Fiction is my forte, but when I taught Creative Writing, many of my students wanted to write life stories about their own lives or those of a family member or friend whose life they wanted to honor.
Excavating personal history is not so different than researching for a historical novel, so I put together courses for Writing Your Life and for Journaling. If you are a journaler, you’re going to make life much easier for someone to write your life story or for yourself when you tackle the job one day.
Helping my students develop the craft and skills for writing personal stories was the easy part. The barrier they met was getting their work published. Meaningful events and people in our lives may not have the wide appeal publishers are looking for in memoirs, biographies or autobiographies. Those doing shorter pieces met the same barrier with periodical publishers for their essays and profiles. If these devoted writers and chroniclers wanted more than spiral bound copies of their work and could not afford self-publishing costs with hard or soft bindings, they were out of luck.
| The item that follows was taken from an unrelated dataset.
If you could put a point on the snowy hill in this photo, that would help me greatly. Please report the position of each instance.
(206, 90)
Not so today. Epublishing sites like Smashwords.com offers writers of family histories, personal stories short or long, the opportunity to make their precious memories available to friends, relatives and others with wide distribution in ebook form and the choice of also offering print on demand.
If you have always wanted to preserve or share a family history or transmit your cultural heritage to younger generations, start interviewing your elders or writing down your own memories. Include family legends and family folklore. Smart phone apps and digital recorders can make that task easier and some even put your words directly into a print file.
If technology mystifies you, draft a son, daughter, grandchild or friend into scanning your work into a Word file. Gather photographs and copies of any documents you might want to include in your book and note where they belong in the account you are writing.
12 tips for writing a personal story:
- Decide on the person or event to write about.
- Decide on the format and whether to do a factual account or reminiscence.
- Collect photographs and documents to include.
- Decide what point of view to use to capture the essence of the person you are writing about.
- Outline the book or piece and write a fast first draft.
- Research supporting details and re-interview if needed.
- Revise and add dialogue, humor when called for, and accurate setting descriptions to make the story live.
- Have the subject read and check for accuracy and a qualified editor check the manuscript for needed edits.
- Design or have designed an appropriate cover.
- Write a long and a short description of your book.
- Format according to the publishing venue you have chosen.
- Upload to the epublisher according to guidelines.
Spread the word! Family members and others will treasure your work in years to come.